The state’s First Circuit Court of Appeals recently ruled that it was not good enough to fulfill a public records request just to place documents available for public inspection on the Internet, and awarded the plaintiff $13,000 in attorney’s fees because the Public Service Commission did not produce public records in a timely fashion. Part of the reason for the delay was the PSC’s contention, since the records in question already were viewable via the Internet, that it had fulfilled the request.

However, the plaintiff wanted paper copies, and the law backed him up. R.S. 44:32 states “it shall be the duty of the custodian of such public records to provide copies to persons so requesting,” even as fees may be charged. Thus, while those kinds of documents can be put out on the Internet, they still have to be provided in paper form on request.

Servicing these requests can take much employee time and some physical resources. It would be much more efficient for each agency that serves as a custodian of public records to place as many records as possible online, create simple web processes by which to access them, and be allowed to fulfill requests this way. For those who claim they do not have access to the Internet, each agency could set up terminals and printers to allow these requestors to come to the agency to get access.

Of course, this would require a change in statute to permit record provision without the state having to hand over a fee-for-service hard copy except those done at the proposed workstation and whichever records for whatever reason cannot be put online. The Legislature also would have to commit to a program of putting all possible state records online and funding the establishment of the workstations.

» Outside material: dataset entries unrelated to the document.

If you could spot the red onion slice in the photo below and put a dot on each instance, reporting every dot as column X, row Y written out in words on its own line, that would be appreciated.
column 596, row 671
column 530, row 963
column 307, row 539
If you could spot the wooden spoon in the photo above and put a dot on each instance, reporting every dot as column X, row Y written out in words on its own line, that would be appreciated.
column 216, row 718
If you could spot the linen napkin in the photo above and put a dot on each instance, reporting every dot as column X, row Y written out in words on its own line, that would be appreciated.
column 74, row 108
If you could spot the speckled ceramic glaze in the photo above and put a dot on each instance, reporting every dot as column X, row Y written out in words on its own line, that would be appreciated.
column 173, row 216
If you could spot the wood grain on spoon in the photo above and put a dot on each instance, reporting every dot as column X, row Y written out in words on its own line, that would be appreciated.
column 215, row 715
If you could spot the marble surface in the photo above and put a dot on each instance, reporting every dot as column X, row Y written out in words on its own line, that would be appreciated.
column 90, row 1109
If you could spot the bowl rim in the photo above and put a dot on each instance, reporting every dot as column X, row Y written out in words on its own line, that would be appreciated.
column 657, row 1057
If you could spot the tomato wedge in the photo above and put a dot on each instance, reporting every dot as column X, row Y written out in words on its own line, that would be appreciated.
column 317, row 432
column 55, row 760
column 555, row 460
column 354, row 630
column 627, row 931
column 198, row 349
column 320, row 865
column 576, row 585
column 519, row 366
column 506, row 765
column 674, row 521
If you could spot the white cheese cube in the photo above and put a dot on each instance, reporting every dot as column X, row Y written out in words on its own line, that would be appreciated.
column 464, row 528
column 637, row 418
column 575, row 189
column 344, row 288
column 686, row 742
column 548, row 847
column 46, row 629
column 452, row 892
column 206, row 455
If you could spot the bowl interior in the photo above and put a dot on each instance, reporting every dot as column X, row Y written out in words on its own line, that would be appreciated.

While this would pass along printer and paper costs to requestors (they already absorb most search costs because of the specificity required in a request), these are relatively small, not even necessary if the downloaded records are used from digital media, and certainly are dwarfed by the costs to taxpayers to fund government to do it, subsidizing a small number of requestors. In fact, they may end up being cheaper for many requestors since the state typically charges much higher fees than it actually costs in terms of printing. These changes need pursuing during the next regular session.